That Google ip range is not sufficient to ensure all Googlebots are
allowed.
There are many, many other Ip ranges for Googlebot.
You really should not block any.
You robots.txt file is pretty useless. All those rogue robots you want
to block will never obey the robots.txt so it's pointless to even try
to disallow them that way.
You need to simplify it and concentrate on how you want the major
robots to crawl the site - what they are to be disallowed. Never mind
the bad robots.
As for your site, you have a canonical domain problem.
You urls are accessible both as www and non-www.
Your homepage is at 4 urls:
http://www.innovation-point.com/
http://www.innovation-point.com/index.htm
http://innovation-point.com/
http://innovation-point.com/index.htm
You need to decide if you want to use www or non-www urls and 301
redirect the "wrong" form to the preferred one.
You also need to refer to the homepage (i.e. the root) as "/" (or
using the preferred domain name, e.g. http://www.example.com/ ). Never
as index.htm . So you need to change yoru navigation accordingly. 301
redirect index.htm back to root.
Since you are on an Apache serevr the solution is simple using
the .htaccess file:
Options +Indexes +FollowSymlinks
RewriteEngine on
RewriteBase /
### re-direct index.htm to root / ###
RewriteCond %{THE_REQUEST} ^[A-Z]{3,9}\ /.*index\.htm\ HTTP/
RewriteRule ^(.*)index\.htm$ /$1 [R=301,L]
### re-direct non-www to www
rewritecond %{http_host} ^innovation-point.com [nc]
rewriterule ^(.*)$ http://www.innovation-point.com/$1 [r=301,nc]
You have some easy to fix validation errors:
http://validator.w3.org/check?verbose=1&uri=http%3A%2F%2Fwww.innovati...
I suggest also you remove the first line in the source code:
<!-- saved from url=(0022)http://internet.e-mail -->
It will put the browser into quirks mode (anything before the doctype
would) and you may have unexpected layout problems.
Also remember for the future that sending (and receiving) web pages by
email may change the source code. Best is to zip them and email them.
On Dec 18, 11:13 pm, sokap wrote:
> I have been troubleshooting this for hours and hours and this seems
> like a real stumper to me, so any help would be greatly appreciated.
> Here's the scenario:
> My domain iswww.innovation-point.comand it's a direct domain without
> any redirects. For the last few years many pages on our site have
> risen and ranked quite high in Google. After opening a Google
> Webmaster Tools account six weeks ago, all of our URLs have become
> "unreachable" and just about every page has dropped completed out of
> Google search rankings. Over the past week the number of unreachable
> URLs has gone from 40 down to 35 and now it's up to 38.

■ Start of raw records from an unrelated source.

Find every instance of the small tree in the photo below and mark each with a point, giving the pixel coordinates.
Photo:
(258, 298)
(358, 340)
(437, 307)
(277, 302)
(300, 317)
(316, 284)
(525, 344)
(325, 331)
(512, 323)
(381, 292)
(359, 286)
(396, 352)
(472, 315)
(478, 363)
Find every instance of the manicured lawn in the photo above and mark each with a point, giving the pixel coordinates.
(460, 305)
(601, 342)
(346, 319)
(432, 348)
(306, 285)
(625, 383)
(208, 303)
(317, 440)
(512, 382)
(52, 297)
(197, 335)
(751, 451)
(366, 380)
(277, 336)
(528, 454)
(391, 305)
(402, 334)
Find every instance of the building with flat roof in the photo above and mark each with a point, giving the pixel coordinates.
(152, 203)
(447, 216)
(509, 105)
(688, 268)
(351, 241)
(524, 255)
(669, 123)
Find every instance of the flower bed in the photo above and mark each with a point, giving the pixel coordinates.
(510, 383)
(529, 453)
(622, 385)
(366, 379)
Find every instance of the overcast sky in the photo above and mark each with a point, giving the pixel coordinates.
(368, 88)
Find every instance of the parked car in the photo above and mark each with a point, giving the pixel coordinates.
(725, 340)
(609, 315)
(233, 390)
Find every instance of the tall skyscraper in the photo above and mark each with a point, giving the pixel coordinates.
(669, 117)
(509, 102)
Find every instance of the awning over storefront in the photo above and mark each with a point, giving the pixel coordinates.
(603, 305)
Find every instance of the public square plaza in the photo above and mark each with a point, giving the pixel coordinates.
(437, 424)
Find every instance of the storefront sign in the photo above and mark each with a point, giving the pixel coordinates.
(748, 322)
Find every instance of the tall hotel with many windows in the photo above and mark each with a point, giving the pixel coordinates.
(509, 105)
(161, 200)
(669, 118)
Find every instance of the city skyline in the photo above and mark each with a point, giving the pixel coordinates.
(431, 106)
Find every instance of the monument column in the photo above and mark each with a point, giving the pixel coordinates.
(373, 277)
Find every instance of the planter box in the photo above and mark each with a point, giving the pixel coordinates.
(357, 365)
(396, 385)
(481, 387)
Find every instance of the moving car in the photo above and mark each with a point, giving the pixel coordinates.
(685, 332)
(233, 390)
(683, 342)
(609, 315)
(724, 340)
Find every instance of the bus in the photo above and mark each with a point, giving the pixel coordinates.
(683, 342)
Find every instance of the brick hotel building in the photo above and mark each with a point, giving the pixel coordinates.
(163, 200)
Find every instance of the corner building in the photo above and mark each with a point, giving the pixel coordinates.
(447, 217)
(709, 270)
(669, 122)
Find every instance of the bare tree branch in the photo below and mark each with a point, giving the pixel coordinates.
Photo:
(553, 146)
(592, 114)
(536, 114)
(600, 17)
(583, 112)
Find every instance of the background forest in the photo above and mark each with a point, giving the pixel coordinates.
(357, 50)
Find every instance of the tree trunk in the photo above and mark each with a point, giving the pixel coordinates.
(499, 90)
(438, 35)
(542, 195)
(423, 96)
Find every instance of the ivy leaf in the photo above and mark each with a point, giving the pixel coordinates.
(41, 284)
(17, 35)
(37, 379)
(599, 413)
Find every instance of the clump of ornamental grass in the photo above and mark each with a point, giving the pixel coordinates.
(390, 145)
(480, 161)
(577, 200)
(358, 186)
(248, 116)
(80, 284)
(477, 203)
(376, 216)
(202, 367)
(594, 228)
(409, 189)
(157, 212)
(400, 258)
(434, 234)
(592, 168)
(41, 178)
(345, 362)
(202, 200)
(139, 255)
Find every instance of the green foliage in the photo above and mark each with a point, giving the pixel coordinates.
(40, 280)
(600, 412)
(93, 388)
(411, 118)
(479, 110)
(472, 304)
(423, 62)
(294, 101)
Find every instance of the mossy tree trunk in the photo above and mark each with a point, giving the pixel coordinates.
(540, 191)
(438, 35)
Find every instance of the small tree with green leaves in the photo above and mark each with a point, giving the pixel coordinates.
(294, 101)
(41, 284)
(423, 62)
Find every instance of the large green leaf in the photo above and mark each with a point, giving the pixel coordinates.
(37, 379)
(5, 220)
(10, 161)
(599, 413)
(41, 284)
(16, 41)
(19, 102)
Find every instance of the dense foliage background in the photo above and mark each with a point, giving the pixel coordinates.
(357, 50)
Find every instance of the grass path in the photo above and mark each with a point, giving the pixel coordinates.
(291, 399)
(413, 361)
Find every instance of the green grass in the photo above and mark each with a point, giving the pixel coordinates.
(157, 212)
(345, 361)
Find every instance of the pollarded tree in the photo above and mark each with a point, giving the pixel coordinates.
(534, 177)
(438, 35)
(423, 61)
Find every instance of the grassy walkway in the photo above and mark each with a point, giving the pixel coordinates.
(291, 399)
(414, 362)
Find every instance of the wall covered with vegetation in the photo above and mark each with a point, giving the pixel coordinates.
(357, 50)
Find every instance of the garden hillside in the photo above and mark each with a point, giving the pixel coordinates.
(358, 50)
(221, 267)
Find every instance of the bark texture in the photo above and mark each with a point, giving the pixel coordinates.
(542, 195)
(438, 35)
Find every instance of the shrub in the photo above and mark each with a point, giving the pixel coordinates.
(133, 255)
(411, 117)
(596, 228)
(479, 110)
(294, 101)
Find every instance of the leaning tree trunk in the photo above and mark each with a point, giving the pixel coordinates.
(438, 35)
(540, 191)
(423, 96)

> There are two errors that are consistent:
> 1. Almost all of our pages/URLs are listed as unreachable due to
> "robots.txt unreachable"
> 2. The xml sitemap is returning an error due to "Network unreachable:
> robots.txt unreachable"
> Here's what we've done to remedy this:
> 1. Created a new robots.txt file which is located atwww.innovation-point.com/robots.txt
> 2. Created a new sitemap using a tool fromhttp://www.xml-sitemaps.com/
> which is now located on our site atwww.innovation-point.com/sitemap.xml
> 3. While we don't currently have any "penalties" by Google, we ran a
> website spam detector athttp://tool.motoricerca.info/spam-detector/
> to see if our designer from a few years ago did anything with hidden
> text etc. that we didn't know about - the scan came up perfectly
> clean.
> 4. Run an html validator located athttp://validator.w3.org/. Here,
> we discovered a few VERY MINOR html issues which would be VERY
> surprising if they were causing the major problems we're experiencing
> now. We've fixed most of these, though some very nominal small items
> still exist (e.g., like a few image spacers didn't have alt-text).
> 5. We shared all this with out hosting provider
> (www.totalhosting.com) and they said they changed the server
> configuration to "allow Google IPs into the firewall". After that
> didn't work, they then did the following: "verified and checked that
> there was no block on the server which could cause problem for
> robots.txt inaccessibility. However after reviewing few articles on
> googlewebmastercentral blogspot we have allowed google IP range
> 66.249.64.0/19 on the server."
> After all this, out sitemap submission is still receiving the same
> error and the number of unreachable URLs is going up weekly due to the
> unreachable robots.txt error. According to Google Webmaster Tools,
> Googlebot continues to attempt to reach our URLs (most of the
> unreachable attempts are from the last two weeks) with no success.
> I'm not a technical person myself, but I sure am learning a lot about
> networks, html, and Google from this painful process. Any help with
> this would be GREATLY appreciated, and I'll be super impressed with
> anyone who can pin this one down! Thanks in advance for your help.